After amputation, some patients may experience pain in their residual limbs. Post-amputation pain—categorized as phantom pain or stump pain—can be a challenging condition to treat.
Phantom pain is different from stump pain, but they often occur together. Describing amputation pain can help your doctor accurately diagnose and treat these two conditions.
Phantom limb pain
The feeling that the phantom pain in the limb is coming from a part of the body that is no longer there. Doctors once believed that this post-amputation phenomenon was a psychological problem, but now experts recognize that it is a real sensation originating in the spinal cord and brain. “Many levels are involved in determining what causes phantom limb pain,” says Colby Hansen, MD, associate professor in the Department of Physical Medicine and Rehabilitation at UT Health. “A combination of central (brain and spinal cord) and peripheral (nerves in the affected limb) nervous system may contribute to phantom limb pain.”
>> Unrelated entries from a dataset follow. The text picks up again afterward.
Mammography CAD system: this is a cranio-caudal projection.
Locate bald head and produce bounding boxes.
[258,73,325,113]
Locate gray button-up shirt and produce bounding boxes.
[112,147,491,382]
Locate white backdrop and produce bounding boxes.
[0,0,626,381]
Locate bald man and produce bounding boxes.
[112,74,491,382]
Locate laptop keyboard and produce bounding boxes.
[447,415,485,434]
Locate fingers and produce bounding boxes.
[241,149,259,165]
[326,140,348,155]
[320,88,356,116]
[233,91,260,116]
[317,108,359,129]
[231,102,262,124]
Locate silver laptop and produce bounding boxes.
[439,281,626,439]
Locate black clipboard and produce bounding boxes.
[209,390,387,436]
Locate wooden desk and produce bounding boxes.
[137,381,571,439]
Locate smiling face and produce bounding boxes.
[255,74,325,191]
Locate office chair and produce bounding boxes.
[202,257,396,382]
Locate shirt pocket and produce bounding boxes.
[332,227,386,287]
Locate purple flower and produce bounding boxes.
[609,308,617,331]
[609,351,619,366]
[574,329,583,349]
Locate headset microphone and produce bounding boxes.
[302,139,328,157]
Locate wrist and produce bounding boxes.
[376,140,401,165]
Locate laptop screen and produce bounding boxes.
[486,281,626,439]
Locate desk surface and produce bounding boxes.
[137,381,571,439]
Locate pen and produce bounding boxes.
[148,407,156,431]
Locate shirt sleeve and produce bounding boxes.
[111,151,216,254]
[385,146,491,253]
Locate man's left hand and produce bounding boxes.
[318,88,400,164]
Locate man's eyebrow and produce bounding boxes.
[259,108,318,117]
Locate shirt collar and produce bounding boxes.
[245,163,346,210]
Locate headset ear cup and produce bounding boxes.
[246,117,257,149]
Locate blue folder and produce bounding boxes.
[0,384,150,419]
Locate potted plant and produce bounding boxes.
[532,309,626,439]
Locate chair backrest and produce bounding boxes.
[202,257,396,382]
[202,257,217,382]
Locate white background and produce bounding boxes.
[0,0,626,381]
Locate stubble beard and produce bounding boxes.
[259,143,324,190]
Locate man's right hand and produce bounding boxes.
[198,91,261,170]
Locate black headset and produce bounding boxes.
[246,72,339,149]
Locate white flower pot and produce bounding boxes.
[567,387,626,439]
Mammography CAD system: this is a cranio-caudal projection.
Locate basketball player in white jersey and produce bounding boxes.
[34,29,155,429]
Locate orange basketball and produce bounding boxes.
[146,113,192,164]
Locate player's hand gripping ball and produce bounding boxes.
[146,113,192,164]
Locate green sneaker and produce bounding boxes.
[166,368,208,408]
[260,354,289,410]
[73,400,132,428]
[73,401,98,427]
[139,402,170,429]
Symptoms of phantom limb pain may begin within the first week, be delayed for months after amputation, come and go, or be continuous. Amputees describe phantom limb pain as stabbing, stabbing, gripping, crushing, throbbing, or burning. For many, this may resemble the type of pain they may have experienced in their limb prior to the amputation.
Although there is no medical test to diagnose phantom pain, doctors identify the condition based on your symptoms and the knowledge that phantom pain may be caused by miscommunication between the brain, spinal cord, and nerves that continues after the amputation. Your doctor will ask about other causes that may make your pain worse, including stress, anxiety, depression, and pain in the limb before amputation.
In some people, phantom pain improves over time without treatment. For others, managing phantom pain can be challenging. Hansen says a team effort of healthcare professionals, including physical therapists, psychologists, surgeons and prosthetists, results in effective phantom pain relief by:
- Over-the-counter pain relievers and some stronger drugs
- Physical and occupational therapy
- Residual Limb and Nerve Surgery
- Electrical stimulation
- Wearing a prosthesis more often
- Mirror therapy
- Standard relaxation techniques such as mindfulness, guided imagery, gentle massage and listening to music
Pain in the stump
Stump pain, also called residual limb pain, is a type of pain felt in the part of the limb that remains after amputation. It occurs in about half of people within the first week after an amputation, but it can also persist without healing.
Residual pain in the limb varies in severity, but you may feel discomfort such as pressure, throbbing, burning, squeezing, or stabbing.
Tests and procedures used to diagnose stump pain include:
- Physical examination: Checks for skin breakdown, pressure sores, bone problems, signs of infection and growths. Your doctor can detect a neuroma — a tangle of nerve endings that can form after an amputation — and complications with fitting or using a prosthesis.
- Image Tests: An MRI, CT scan, X-rays, or ultrasound help rule out other causes of your pain and identify fractures, bone abnormalities, tumors, and infection.
- Blood tests: Find out about other medical conditions that can cause pain.
Treatment for stump pain focuses on treating the underlying cause of the pain. Stump pain eventually improves without treatment in about half of patients. Pain relief options include medications (pain relievers, antidepressants, and anticonvulsants), physical and occupational therapy, massage, hypnosis, nerve blocks, and neuromodulation.
At the University of Utah, Hansen and other doctors use the most advanced techniques to restore strength, function, control and avoid pain. One such approach is targeted muscle reinnervation (TMR) surgery to separate nerve endings and insert them into muscles where they will grow into new muscles. TMR surgery can prevent pain and allow prosthetic limbs to read signals from muscles.
An amputee in Hansen’s care had no residual pain about eight years after having his leg amputated due to a traumatic injury. However, during a clinic visit, the amputated patient reported burning and tingling pain that may have been caused by the neuroma formed by his sciatic nerve. He was treated for delayed stump pain using medication, injections, and ultrasound-guided radiofrequency ablation for post-amputation pain relief. Hansen found that a combination of strategies like these worked to ease the amputee’s occasional residual pain when it reoccurred.
“Sorting out the causes of pain can be difficult, but with patient and health care provider persistence, many amputees can be pain-free through psychological and therapeutic strategies,” says Hansen.